Auszeichnung

Angela Winkler erhält Deutschen Schauspielpreis für Theater

Gleich drei neue Preise werden beim Deutschen Schauspielpreis verliehen. Pate Ulrich Matthes hat beim Theaterpreis völlig freie Hand.

Hat Ulrich Matthes sehr beeindruckt: Schauspielerin Angela Winkler.

Hat Ulrich Matthes sehr beeindruckt: Schauspielerin Angela Winkler.

Foto: dpa

Am 13. September wird im Zoo Palast wieder der Deutsche Schauspielpreis verliehen. Neben den üblichen acht Kategorien, über die die Mitglieder des Bundesverbandes Schauspiel entscheiden, wird in diesem Jahr erstmal auch ein Theaterpreis vergeben. Und über den stimmen nicht die Mitglieder ab. Über den entscheidet ein Pate, der in jedem Jahr neu ausgewählt werden soll.

Im Jahre Eins dieser Auszeichnung sind sowohl der Pate als auch die Preisträgerin hochprominent. Ulrich Matthes, einer der versiertesten deutschen Mimen im Theater wie im Kino und nebenberuflich Präsident der Deutschen Filmakademie, hat sich für seine große Kollegin Angela Winkler entschieden. Die ist mittlerweile 75, da könnte man an einen Preis fürs Lebenswerk denken. Doch das genau soll es nicht sein.

Auszeichnung für ein inspirierendes Theatererlebnis

Der Preis soll an eine Kollegin oder einen Kollegen gehen, der dem Paten ein ganz besonderes und nachhaltig inspirierendes Theatererlebnis beschert hat. Und das hat Angela Winkler. Als Irina, die jüngste der „Drei Schwestern“ im Deutschen Theater, sei sie, schwärmt Matthes, „das freie Radikal dieser Aufführung. Alterslos, jung im Herzen, leuchtend von Erfahrung“.

Winkler ist ein Gesicht des Neuen Deutschen Films. Sie spielte die Titelrolle in Volker Schlöndorffs „Die verlorene Ehe der Katharina Blum“ und die Mutter von Oskar Matzerath in seiner oscar-prämierten „Blechtrommel“. Ihre künstlerische Heimat aber ist das Theater, wo sie etwa am Berliner Ensemble, am Deutschen Theater und an der Schaubühne für Furore sorgt. Gerade ist sie auch unter die Autorinnen gegangen: Am 10. Oktober erscheinen ihre autobiographischen Skizzen „Das blaue Zimmer“.
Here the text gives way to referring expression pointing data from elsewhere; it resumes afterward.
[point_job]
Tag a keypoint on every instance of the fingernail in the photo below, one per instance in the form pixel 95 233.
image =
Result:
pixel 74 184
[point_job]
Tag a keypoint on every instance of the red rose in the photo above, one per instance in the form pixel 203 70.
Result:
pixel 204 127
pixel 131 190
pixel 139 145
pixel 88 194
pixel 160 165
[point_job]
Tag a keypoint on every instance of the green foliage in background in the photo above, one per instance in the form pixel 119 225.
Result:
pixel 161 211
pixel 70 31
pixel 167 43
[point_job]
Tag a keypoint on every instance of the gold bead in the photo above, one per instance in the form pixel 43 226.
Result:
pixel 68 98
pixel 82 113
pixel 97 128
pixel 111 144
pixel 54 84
Ein Preis für Synchronstimmen – und einer für Inspiration

Neben dem Theaterpreis wird es noch zwei weitere neue Preise geben. Erstmals verliehen wird der Synchronpreis „Die Stimme“ – und zwar an Christin Marquitan, die unter anderem Salma Hayek, Monica Bellucci, Toni Collette und Famke Jansen ihre deutsche Stimme leiht.

Und neben dem Ehrenpreis fürs Lebenswerk, der schon eine feste Institution ist, gibt es nun auch einen Ehrenpreis Inspiration, mit dem eine Persönlichkeit oder eine Institution ausgezeichnet wird, die in besonderer Weise die Schauspielkunst gefördert hat. Die erste Preisträgerin ist die Grünen-Politikerin Helga Trüpel.

Sie hat sich, so Hans-Werner Mayer, der Verbands-Vorstand, „als EU-Parlamentarierin kontinuierlich für die Modernisierung des Urheberrechts eingesetzt und sich weder von Manipulationsversuchen multinationaler Konzerne noch gezielten persönlichen Angriffen im Internet beirren lassen.“ Damit habe sie Rückgrat bewiesen, und dafür wird sie nun ausgezeichnet.